Bunyi tarhim dari masjid pesantren menjadi pemutus cerita Wati sore itu. Jika kami terus melanjutkan cerita atau sekedar mengeluarkan segala kebingungan dan keheranan yang masih berkumpul di kepala, pasti kami berempat tidak akan mendapat antrian wudhu kamar mandi. Atau kemungkinan terparahnya, kami akan langsung mendapat takziran lantaran tidak ikut sholat jamaah. Karena itulah, aku, Karin, dan Ophi segera mengantar Wati kembali ke asramanya.
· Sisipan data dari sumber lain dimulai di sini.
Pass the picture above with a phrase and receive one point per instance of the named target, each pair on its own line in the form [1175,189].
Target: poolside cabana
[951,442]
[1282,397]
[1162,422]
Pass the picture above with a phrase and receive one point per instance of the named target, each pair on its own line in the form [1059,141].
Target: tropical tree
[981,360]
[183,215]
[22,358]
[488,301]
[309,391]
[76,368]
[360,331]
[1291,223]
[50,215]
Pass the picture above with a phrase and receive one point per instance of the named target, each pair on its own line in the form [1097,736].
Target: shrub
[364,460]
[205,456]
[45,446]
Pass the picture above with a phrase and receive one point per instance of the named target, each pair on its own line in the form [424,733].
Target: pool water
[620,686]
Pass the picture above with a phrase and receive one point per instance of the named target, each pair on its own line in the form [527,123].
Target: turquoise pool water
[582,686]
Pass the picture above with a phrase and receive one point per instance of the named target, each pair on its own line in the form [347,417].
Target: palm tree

Setelah itu, barulah kami bertiga mengambil langkah cepat menuju asrama di sebelah timur.
"Kalian habis darimana?" Pertanyaan yang dilontarkan Wawa menjadi penyambut kedatangan kami di pintu kamar. Dia kini tengah memakai mukena, pertanda akan berangkat menuju masjid. Sementara Septy yang menyusul di belakangnya hampir saja melontarkan pertanyaan yang sama jika Ophi tidak menjawabnya segera.
"Dari asrama Fatimah. Si Karin habis ketemu sepupunya."
Aku yang berdiri tepat di belakang punggung Ophi bisa melihat kepala dua temanku itu mengangguk paham. Sepertinya, mereka tidak terlalu curiga jika kepergian kami tadi sangatlah lama. Oh, ya. Sepertinya mereka belum ingat jika awalnya aku dan Ophi habis dari kamar mandi pojok.
"Udah pada mau ke masjid?" Giliran Karin yang memberi pertanyaan pada dua gadis itu. Septy mengangguk, mewakili Wawa.
"Caca sama Laila mana?" sahutku karena tidak melihat dua teman kamarku yang lain di dalam ruangan.
"Oh, Caca masih ngantri mandi. Kalau Laila ..." Wawa yang memberi jawaban tadi tiba-tiba menjeda kalimatnya. Gadis itu justru tengah melihat ke arah Septy. Aku pun ikut menggeser netraku ke objek yang dilihat Wawa. "Laila tadi ke mana, ya, Sep?" tanyanya kemudian.
Sontak, sosok yang diberikan pertanyaan tadi menghendikan bahunya. "Entah. Mungkin udah di masjid."
"Nah, iya. Mungkin dia udah ke masjid. Habisnya, dari tadi kami nggak lihat dia di sini," jawab Wawa. "Bukannya tadi sama kamu, Rin?"
Seperti setrika saja, aku bolak balik melihat wajah Wawa dan Karin secara bergantian. Kenapa mereka terlihat sangat bingung? Padahal Laila baru saja bersama mereka.
"Iya, tadi Laila emang sama aku, tapi pas udah ketemu Wati, dia balik. Katanya mau ke kamar mandi."
"Lagi mandi kali." Ophi menyahut. Setelahnya, dia langsung berjalan masuk, menyela di antara posisi Wawa dan Septy.
"Iya, tuh. Mungkin lagi mandi." Wawa ikut-ikutan.
"Ya udah, kalian berangkat dulu, gih. Kita mau antri wudu' dulu," suruh Karin. Karena dua gadis itu masih saja anteng berdiri di depan pintu. Di tengah-tengah lagi.
"Iya, nih, si Wawa kagak berangkat-berangkat," tuduh Septy yang langsung mendapat senggolan tangan di pinggangnya.
"Lha, kamu, tuh, yang nggak gerak-gerak dari tadi."